3- The choice of words:


• He chooses every word in every sentence carefully to create a gloomy and
atmosphere. For example, usher’s house, its windows, bricks, and dungeon are all
used to make a dismal atmosphere. The words used to describe the place
contribute to the collective atmosphere of despair and anguish.

4- Characteristics:
• The gothic characters in the story are unique and excellent. Many of them
emerged with a fear of death: someone is already mad or wants to be away from
the incipient madness just as Roderick Usher. What’s worse, some others are
striving to come back from the tomb like Madeline, who is buried alive.
• Roderick Usher’s special fear affects everything no matter in mind and without,
from the guest and the house itself and the tarn beyond. It explains the result of
the tale naturally that the collapse of Usher’s reason makes the fall of his house. It
is the special collapse of character’s mind that made the realistic things have the
same result.

5- Symbolism:
• A symbol in literature is something which has a meaning beyond itself or a
visible object or action that suggests some further meaning, in addition to itself.
• The Usher family is the symbol of the final production of the highly sensitive
civilization. It is destined to be buried under the ground by horror. (the house of
Usher becomes the ultimate symbol of their family and their fate).
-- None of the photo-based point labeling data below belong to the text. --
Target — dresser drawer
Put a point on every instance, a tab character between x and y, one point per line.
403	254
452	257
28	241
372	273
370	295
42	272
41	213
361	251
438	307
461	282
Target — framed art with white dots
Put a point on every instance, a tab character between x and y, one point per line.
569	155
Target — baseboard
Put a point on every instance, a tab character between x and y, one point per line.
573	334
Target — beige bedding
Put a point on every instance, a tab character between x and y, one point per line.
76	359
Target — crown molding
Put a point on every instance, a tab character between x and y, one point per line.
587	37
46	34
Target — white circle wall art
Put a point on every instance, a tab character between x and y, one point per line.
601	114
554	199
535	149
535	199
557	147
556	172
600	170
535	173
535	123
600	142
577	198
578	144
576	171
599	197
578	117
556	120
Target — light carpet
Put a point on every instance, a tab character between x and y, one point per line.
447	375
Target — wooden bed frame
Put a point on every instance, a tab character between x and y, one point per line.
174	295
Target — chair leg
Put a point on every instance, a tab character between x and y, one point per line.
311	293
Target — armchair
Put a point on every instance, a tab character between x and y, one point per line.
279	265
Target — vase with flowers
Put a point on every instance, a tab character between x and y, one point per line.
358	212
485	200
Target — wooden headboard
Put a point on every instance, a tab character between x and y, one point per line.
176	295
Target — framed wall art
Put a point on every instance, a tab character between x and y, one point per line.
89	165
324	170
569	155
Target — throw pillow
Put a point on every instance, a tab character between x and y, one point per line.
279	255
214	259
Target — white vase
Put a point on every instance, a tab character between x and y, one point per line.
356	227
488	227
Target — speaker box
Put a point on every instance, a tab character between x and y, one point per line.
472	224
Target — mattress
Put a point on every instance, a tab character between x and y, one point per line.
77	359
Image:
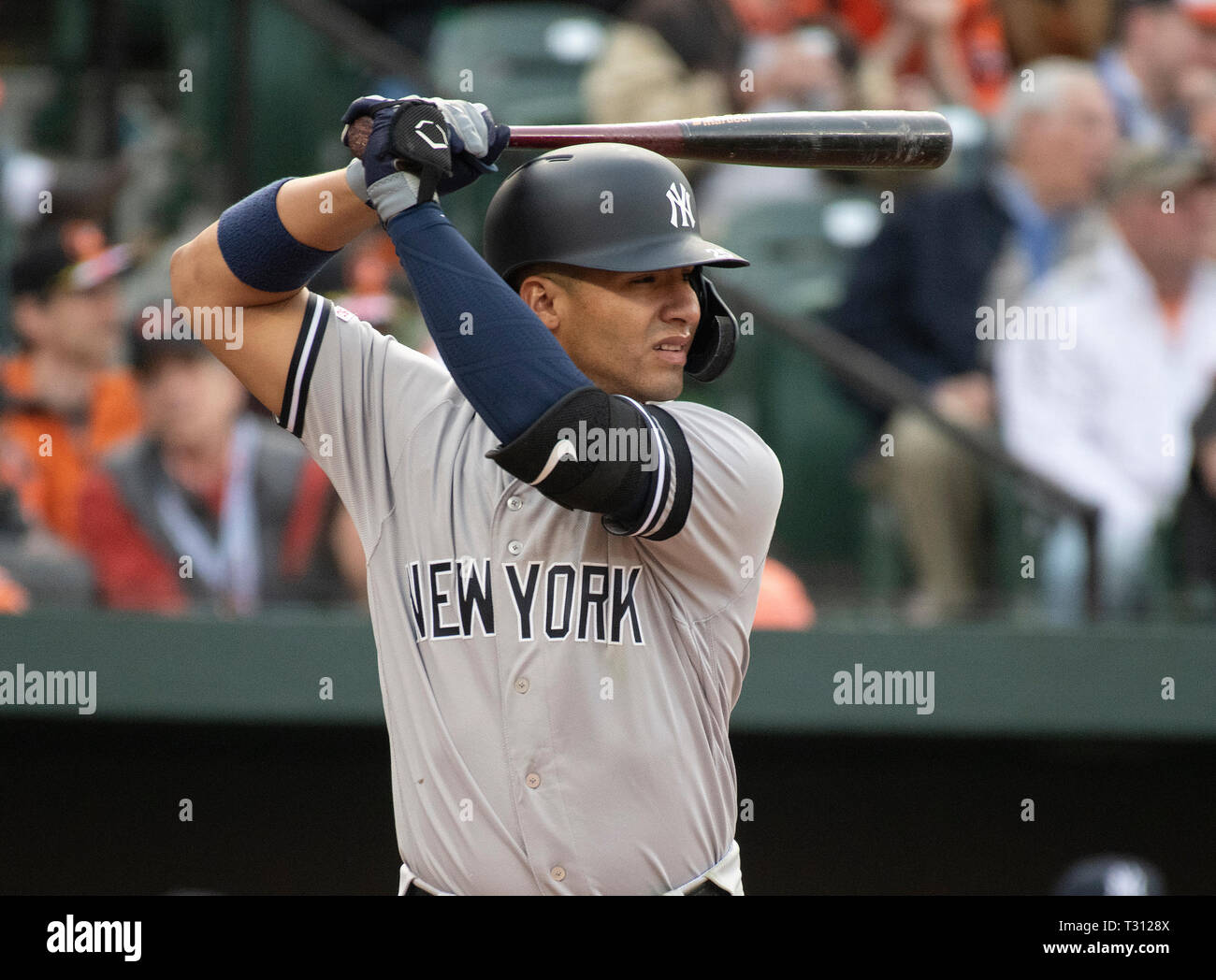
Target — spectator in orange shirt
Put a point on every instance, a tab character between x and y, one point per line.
64	397
214	507
922	53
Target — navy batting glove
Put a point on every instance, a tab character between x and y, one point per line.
408	152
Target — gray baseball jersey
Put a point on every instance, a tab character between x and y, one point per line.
557	696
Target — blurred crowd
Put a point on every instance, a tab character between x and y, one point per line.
1052	288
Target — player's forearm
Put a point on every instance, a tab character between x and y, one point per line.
505	361
320	211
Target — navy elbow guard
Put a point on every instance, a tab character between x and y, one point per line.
604	454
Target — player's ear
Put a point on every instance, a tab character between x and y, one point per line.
543	298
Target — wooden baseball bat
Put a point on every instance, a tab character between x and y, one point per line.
862	140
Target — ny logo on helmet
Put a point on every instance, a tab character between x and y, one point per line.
681	198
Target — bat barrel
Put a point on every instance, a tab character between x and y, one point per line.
878	140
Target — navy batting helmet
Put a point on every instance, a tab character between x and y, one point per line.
618	208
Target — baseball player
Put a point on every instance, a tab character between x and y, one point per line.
563	562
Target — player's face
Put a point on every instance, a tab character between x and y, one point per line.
629	332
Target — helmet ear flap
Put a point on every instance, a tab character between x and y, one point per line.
713	345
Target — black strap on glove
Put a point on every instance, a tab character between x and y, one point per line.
418	141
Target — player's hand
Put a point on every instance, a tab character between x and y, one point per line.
445	142
475	140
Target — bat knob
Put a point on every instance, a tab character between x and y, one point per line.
357	134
• The tarn (lake) and paintings symbolize evil, the malaria symbolizes super nature
and illusion, horror lies in evil and madness, death finally defeats goodness, sense
and life, and everything vanished in deathly stillness.
• The house of Usher can be regarded as the body of Roderick Usher, the
gloominess inside the house symbolizes the illusion in his mind.
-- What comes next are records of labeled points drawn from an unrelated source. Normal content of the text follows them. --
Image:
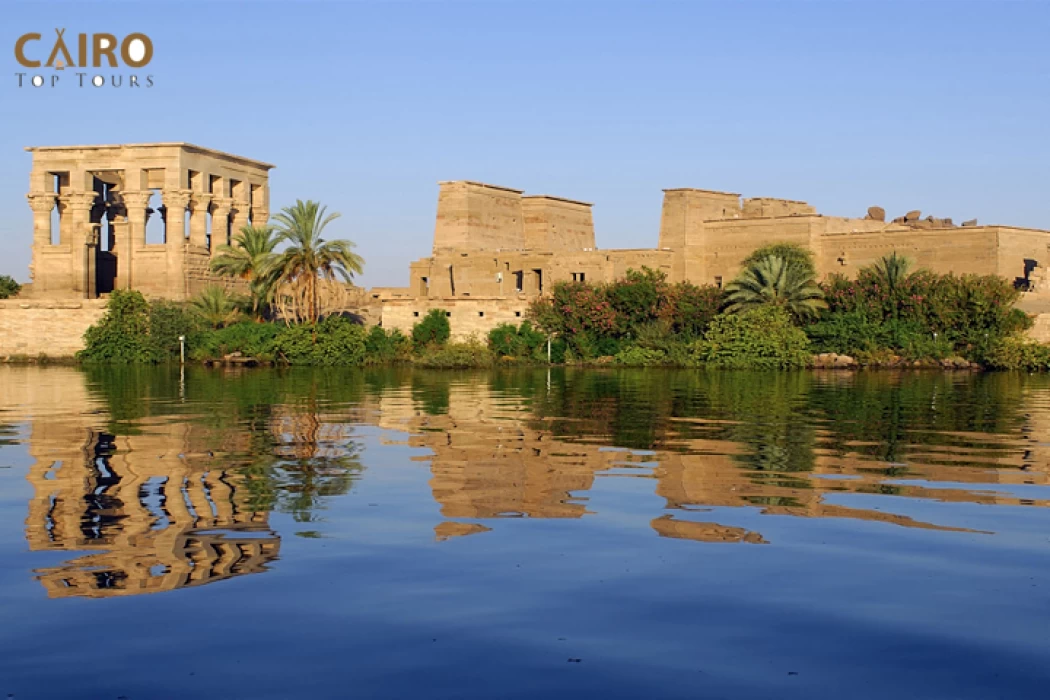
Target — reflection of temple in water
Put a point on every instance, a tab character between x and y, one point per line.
154	514
492	459
155	509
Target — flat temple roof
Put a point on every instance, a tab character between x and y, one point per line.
477	184
557	198
693	189
177	144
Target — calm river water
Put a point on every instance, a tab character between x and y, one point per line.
523	534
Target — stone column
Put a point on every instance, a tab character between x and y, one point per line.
219	223
174	230
82	241
135	203
240	210
198	220
42	205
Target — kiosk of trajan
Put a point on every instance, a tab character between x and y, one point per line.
149	216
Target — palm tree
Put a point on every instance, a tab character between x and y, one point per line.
891	272
215	308
247	259
309	256
773	280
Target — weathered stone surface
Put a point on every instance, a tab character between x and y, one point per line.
106	196
832	360
35	327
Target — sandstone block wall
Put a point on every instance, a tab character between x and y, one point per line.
466	317
1020	251
55	329
758	207
478	216
553	224
970	250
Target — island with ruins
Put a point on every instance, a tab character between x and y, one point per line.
496	249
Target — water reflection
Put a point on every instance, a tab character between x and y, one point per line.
168	487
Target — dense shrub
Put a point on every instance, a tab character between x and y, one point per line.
599	320
762	339
456	356
383	346
250	339
641	357
791	253
8	288
968	314
167	321
1019	353
523	341
334	340
434	329
123	335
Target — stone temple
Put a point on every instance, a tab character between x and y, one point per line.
496	248
92	207
150	216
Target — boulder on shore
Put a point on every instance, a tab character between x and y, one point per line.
833	361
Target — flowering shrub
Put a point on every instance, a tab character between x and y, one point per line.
943	314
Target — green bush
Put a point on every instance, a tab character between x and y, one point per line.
792	253
167	321
121	336
523	341
332	341
456	356
1019	353
762	338
8	288
596	320
969	314
248	338
383	346
433	330
641	357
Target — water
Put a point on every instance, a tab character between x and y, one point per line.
595	533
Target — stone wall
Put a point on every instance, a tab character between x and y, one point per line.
553	224
962	250
466	317
55	329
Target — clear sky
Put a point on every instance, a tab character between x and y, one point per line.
939	106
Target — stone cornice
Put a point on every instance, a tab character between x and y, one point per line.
137	198
176	198
82	200
42	202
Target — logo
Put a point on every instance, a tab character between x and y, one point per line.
93	55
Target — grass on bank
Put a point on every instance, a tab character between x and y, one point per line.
773	316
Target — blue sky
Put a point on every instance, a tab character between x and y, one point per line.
939	106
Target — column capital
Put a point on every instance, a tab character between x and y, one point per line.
137	198
176	198
42	202
201	200
79	200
• Most of the symbolism is internal. The fungi and physical deterioration of the
house symbolizes the physical deterioration of Roderick and Madeline. The
bridge over the tarn symbolizes the narrator who serves as their only connection
to the outside world.
Conclusion:
• Edgar Alan Poe is a genius of imagination and verbal creation. He is a master skilled in
manipulating language in his fictions as is the case of “The Fall of The House of Usher”
to create the unique aesthetic effect he aims to achieve. His purpose for composition is to
produce a feeling of beauty.
• Poe offers different kinds of beauties: the beauty of death and despair. Among all the
beauties presented in Poe’s works, the beauty with Gothicism is the most striking one.
• In the short story, everything from atmosphere creation, the supernatural characteristics,
and character portrayal shares one single purpose of creating gothic horror to bring out
the sense of sublimity for spiritual purification among readers.
Themes:
1- The central theme is terror which arises from the complexity and multiplicity of forces
that shape human destiny. Dreadful, horrifying events result not from a single,
uncomplicated circumstance but from a collision and intermingling of many complex
circumstances.
2- Isolation: Roderick and Madeline Usher seal themselves inside their mansion, cutting
themselves off from friends, ideas, and progress. They have become musty and
mildewed, sick unto their souls for lack of contact with the outside world.
3- Madness: Roderick and Madeline suffer from mental illnesses characterized by anxiety
and depression as well as other symptoms.
4- Mystery: from the very beginning, the narrator realizes that he is entering a world of
mystery when he crosses the tarn (lake) bridge.